Back in 2018, Steve Losh wrote a very nice, long post on A Road to Common Lisp. If you’re a Lisper, it’s well worth reading. Recently, Alexander_Selkirk posted, without comment, a link to that post.

The last time I wrote about childish reactions to Lisp I got a bit of push back but, it seems, uninformed opinions about Lisp push my buttons. There’s nothing wrong with Losh’s post—it’s great—or with Alexander_Selkirk posting a link so we can revisit it. No. It’s the comments.

They all school us on “why Lisp lost”, taking it for granted that Lisp did lose. Sure, there are many, many more Javascript programmers than Lisp programmers but saying that that means Lisp lost to Javascript is like saying Rolls Royce lost to the Ford Fiesta. Mostly, the reason offered for this loss is, of course, parentheses.
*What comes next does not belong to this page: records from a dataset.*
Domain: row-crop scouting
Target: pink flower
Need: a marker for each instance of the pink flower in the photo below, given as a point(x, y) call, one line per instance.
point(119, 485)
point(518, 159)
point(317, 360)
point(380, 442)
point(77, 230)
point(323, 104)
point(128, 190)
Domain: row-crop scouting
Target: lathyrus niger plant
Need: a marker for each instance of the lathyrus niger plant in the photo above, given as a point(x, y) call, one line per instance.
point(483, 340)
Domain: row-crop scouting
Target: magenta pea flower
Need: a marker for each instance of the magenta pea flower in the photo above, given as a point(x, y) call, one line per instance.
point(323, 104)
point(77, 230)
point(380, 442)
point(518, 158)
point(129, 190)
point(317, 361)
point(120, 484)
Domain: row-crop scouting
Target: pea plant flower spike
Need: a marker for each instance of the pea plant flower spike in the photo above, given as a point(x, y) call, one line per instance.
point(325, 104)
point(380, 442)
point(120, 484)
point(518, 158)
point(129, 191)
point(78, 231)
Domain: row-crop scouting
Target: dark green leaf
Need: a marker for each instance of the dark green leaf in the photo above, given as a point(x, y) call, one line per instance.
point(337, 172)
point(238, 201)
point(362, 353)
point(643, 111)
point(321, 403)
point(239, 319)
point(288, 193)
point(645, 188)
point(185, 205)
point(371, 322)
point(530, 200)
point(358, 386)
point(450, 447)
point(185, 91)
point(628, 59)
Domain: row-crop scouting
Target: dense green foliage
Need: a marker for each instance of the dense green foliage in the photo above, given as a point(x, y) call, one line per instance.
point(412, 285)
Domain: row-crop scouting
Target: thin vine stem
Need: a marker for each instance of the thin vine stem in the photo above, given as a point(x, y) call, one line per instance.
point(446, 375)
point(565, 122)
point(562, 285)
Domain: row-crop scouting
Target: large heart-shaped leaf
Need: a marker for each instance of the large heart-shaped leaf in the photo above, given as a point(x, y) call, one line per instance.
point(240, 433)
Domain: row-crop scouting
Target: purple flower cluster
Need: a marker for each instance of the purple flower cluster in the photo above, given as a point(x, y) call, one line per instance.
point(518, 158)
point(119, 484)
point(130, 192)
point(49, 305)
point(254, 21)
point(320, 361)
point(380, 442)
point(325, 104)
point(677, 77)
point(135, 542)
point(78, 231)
That’s to be expected but one comment is so uniformly wrong about everything that it deserves special mention. It makes three claims:

REPL driven programming is not practical
That will be news to those of us who have used it to great advantage. Not every problem is best addressed this way, of course, but many are and it’s far superior to conventional methods. Anyone who’s tried it knows this.
Macros are overrated
That sounds like someone who is mostly familiar with C “macros”. Certainly no one familiar with Lisp macros would make such a claim.
S-exps are unreadable for no noticeable gains and “good” languages avoid them
This is the sort of argument that leads to XML and other monstrosities. Once you get used to them, s-exps are actually easier to read than the conventional notation because, for example, you don’t need to stop and think about operator precedence.

But the best, absolute best, ridiculous claim is that “C#, Java and Typescript are the new Lisp”. I wouldn’t know where to start with that claim so I’ll let you draw your own conclusions.